|
Mur
de séparation ethnique et désinformation
Quand
les médias dominants diront-ils enfin la vérité sur Israël ?
Silvia Cattori
5 mai 2008 Au moment où Israël,
soutenu par les gouvernements occidentaux, s’apprête à célébrer
avec faste le soixantième anniversaire de sa création (*), et
alors que les Palestiniens, bouclés dans des ghettos, n’ont
jamais été aussi opprimés, nous rediffusons un article, écrit
en août 2003, qui conserve, malheureusement, toute son actualité.
L’Etat d’Israël a été fondé, en 1948, sur un crime que les
victimes palestiniennes ont appelé "Nakba",
"catastrophe". Cela s’est traduit par l’expulsion
brutale de près de 90% des natifs palestiniens hors de chez eux.
Nous pensons qu’il n’y aura aucune paix possible aussi
longtemps qu’Israël ne reconnaîtra pas ses torts et ne rendra
pas aux Palestiniens ce qu’il leur a extorqué par la force
durant ces soixante années.
Alors que la situation des Palestiniens s’est dangereusement
aggravée, du fait de l’étranglement maintenu par l’occupant
israélien, nos gouvernements devraient avoir la décence de
refuser de participer à ces célébrations.
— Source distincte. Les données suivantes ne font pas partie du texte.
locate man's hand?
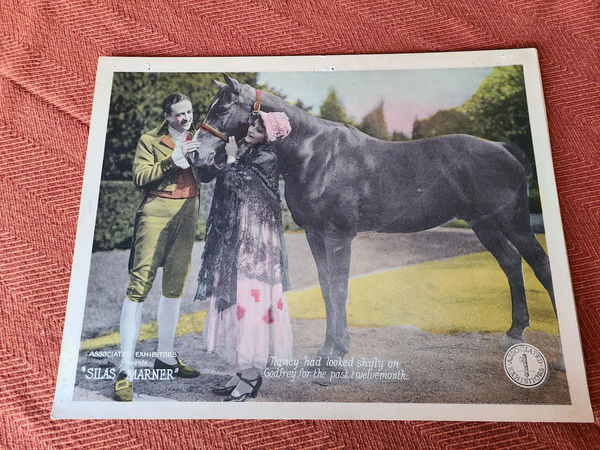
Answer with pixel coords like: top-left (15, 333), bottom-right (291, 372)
top-left (225, 136), bottom-right (237, 158)
top-left (182, 141), bottom-right (201, 155)
top-left (225, 136), bottom-right (237, 164)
Et les journalistes
devraient avoir enfin l’honnêteté de dire la vérité sur
l’apartheid pratiqué par Israël vis-à-vis des Palestiniens,
et de la répéter jusqu’à ce qu’une solution conforme au
droit international soit apportée à cette tragédie.
Nous ne devons jamais cesser de
chercher l’humaine réalité.
Quand on découvre le degré de
confusion dans lequel la désinformation a plongé les gens, dans
les pays occidentaux, sur la guerre que livre Israël contre le
peuple palestinien, on a de quoi s’inquiéter de l’efficacité
de la propagande répandue par les autorités israéliennes et
leurs relais.
Or, si les journalistes avaient
gardé une équidistance par rapport aux parties en cause, relaté
les faits en toute objectivité, systématiquement rappelé cette
chose simple : que les Palestiniens sont victimes d’une
immense injustice qui demande réparation - l’arrivée massive
sur leur terres d’immigrants de confession juive qui les ont
graduellement chassés, persécutés, massacrés en toute impunité
- nous n’en serions peut-être pas là.
Il ne s’agit pas ici de refaire
l’histoire, ni d’être pro-israélien ou pro-palestinien. Il
s’agit simplement de savoir reconnaître la vérité des faits
et de l’assumer humainement pour rendre justice aux victimes
palestiniennes de l’oppression d’Israël, comme on a rendu
justice, hier, aux victimes des crimes nazis (dont les
Palestiniens ne sont en rien responsables).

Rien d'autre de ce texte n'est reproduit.